Lake Formation, which was initially announced at the AWS re:Invent show late last year, is built on AWS’ Glue extract, transform, and load (ETL) service. It automates the provisioning and configuring of storage; crawls the data to extract schema and metadata tags; automatically optimizes the partitioning of the data; and transforms the data into formats like Apache Parquet and ORC for easier analytics.

Data can be ingested from different sources using pre-defined templates. The product then automatically classifies and prepares the data using an organization’s data access policies to govern access to that data.

It also provides a centralized point to set up and manage those data access policies, governance, and auditing across AWS' Simple Storage Service (S3) and multiple analytics engines. Those engines include Amazon Redshift cloud data warehouse and Athena interactive query service. It will be adding support for the AWS EMR big data framework, Insight business intelligence service, and SageMaker machine learning platform.

Data lakes act as central repositories for structured and unstructured data. Ideally, they remove silos between data sources so an organization can access all of those sources. However, the challenge becomes how that mass of data is categorized for ease of access.
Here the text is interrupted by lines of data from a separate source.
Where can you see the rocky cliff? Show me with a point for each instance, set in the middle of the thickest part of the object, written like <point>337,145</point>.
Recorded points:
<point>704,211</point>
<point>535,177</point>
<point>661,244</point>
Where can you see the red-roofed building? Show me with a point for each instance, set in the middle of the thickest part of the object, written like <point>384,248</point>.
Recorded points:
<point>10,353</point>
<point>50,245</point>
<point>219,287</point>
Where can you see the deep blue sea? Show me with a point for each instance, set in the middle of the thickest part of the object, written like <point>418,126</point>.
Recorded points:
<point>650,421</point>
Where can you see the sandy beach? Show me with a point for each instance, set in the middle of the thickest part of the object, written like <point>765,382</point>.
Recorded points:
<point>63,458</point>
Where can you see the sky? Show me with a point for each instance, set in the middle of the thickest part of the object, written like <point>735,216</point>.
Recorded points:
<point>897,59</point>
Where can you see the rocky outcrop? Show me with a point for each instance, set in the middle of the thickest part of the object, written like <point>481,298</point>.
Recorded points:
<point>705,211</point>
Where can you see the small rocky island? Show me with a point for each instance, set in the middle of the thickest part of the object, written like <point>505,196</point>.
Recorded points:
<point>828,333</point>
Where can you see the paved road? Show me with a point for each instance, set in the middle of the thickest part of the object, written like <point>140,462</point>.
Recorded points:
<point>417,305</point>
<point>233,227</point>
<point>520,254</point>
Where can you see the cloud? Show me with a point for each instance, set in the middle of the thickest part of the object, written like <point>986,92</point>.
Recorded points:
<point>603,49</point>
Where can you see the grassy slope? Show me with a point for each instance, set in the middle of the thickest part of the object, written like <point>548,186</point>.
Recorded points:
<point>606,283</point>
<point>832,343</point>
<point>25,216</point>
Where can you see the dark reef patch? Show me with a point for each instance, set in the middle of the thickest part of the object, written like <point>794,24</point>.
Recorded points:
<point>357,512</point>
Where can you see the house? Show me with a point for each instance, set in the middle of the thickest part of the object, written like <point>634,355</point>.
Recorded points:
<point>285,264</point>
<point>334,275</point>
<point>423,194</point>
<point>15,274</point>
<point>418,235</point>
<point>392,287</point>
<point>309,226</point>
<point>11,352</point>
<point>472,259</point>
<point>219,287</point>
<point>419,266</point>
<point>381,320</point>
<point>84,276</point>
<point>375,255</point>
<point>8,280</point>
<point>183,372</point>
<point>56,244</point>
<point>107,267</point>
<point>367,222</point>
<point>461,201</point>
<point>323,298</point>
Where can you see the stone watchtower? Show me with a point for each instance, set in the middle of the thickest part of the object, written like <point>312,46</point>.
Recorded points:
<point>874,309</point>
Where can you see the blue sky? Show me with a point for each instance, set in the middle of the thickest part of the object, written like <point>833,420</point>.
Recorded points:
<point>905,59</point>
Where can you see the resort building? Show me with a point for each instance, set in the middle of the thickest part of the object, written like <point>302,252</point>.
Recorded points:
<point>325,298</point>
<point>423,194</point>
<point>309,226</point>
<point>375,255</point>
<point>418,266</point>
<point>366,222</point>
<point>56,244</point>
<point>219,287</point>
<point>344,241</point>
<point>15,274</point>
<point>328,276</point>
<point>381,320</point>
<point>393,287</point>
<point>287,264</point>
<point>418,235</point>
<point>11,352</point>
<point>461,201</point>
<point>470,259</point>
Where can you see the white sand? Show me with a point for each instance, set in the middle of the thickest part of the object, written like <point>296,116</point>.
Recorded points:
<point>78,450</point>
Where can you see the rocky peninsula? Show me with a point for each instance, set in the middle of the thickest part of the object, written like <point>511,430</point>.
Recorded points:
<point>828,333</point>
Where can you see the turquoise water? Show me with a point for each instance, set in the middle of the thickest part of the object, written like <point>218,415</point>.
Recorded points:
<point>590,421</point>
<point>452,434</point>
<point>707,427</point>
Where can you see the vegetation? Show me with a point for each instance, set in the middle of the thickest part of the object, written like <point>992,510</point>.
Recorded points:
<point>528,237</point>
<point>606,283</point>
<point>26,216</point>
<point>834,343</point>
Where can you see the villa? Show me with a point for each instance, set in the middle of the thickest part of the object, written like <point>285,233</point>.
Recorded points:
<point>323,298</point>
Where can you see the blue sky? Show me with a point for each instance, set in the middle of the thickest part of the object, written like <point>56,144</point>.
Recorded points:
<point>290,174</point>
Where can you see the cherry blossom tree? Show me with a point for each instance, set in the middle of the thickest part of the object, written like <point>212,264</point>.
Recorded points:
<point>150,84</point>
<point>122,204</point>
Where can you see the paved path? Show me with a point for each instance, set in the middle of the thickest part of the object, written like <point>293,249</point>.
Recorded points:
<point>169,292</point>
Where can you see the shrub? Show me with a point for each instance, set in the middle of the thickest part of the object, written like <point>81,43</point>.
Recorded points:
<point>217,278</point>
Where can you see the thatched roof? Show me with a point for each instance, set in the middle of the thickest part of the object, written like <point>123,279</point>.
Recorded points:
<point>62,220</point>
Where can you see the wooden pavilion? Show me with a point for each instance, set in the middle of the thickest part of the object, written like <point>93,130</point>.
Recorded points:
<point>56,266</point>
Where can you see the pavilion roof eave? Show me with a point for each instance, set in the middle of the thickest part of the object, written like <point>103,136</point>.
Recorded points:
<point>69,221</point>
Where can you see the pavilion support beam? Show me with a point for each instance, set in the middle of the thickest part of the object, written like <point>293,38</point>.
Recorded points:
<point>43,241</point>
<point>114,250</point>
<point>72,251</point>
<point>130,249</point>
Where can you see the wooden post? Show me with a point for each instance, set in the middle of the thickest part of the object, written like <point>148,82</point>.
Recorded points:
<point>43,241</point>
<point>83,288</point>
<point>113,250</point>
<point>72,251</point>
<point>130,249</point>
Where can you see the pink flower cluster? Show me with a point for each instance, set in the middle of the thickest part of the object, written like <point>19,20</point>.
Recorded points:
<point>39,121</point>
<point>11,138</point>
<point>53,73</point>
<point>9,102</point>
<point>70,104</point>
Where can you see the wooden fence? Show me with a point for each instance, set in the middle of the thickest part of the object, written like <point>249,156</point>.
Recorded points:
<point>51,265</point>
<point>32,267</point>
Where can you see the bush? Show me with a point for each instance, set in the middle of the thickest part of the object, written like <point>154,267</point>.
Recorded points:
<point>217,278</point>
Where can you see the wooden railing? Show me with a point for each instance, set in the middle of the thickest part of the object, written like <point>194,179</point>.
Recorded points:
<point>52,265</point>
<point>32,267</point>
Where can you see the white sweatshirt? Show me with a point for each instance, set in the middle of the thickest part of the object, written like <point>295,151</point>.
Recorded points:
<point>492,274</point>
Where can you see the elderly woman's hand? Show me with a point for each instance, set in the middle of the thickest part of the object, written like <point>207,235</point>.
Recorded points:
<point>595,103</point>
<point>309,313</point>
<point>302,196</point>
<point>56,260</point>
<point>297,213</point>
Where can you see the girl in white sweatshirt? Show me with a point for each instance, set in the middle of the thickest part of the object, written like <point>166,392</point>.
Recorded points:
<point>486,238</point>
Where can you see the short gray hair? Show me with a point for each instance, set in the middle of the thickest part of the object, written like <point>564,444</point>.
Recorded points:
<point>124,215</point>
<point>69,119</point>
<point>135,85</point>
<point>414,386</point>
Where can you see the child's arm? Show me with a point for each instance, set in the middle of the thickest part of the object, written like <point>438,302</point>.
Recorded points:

AWS notes that Lake Formation allows an organization to interact with that data using analytics tools and machine learning. It also cleans and deduplicates data using machine learning to improve data consistency and quality. AWS claims that the platform can reduce the time it takes to tap into data lakes from months to just a few days.

Customers can access the service for free, only paying for the underlying AWS services being used. It’s available today in a handful of AWS regions, specifically US East (Ohio), US East (N. Virginia), US West (Oregon), Asia Pacific (Tokyo), and Europe (Ireland). Additional regions will be “coming soon.”

Great Data Lakes

The use of data lakes has grown alongside the increased use of cloud platforms as storage mediums. Gartner released a report last month that predicts 75 percent of all databases will be deployed or migrated to the cloud by 2022.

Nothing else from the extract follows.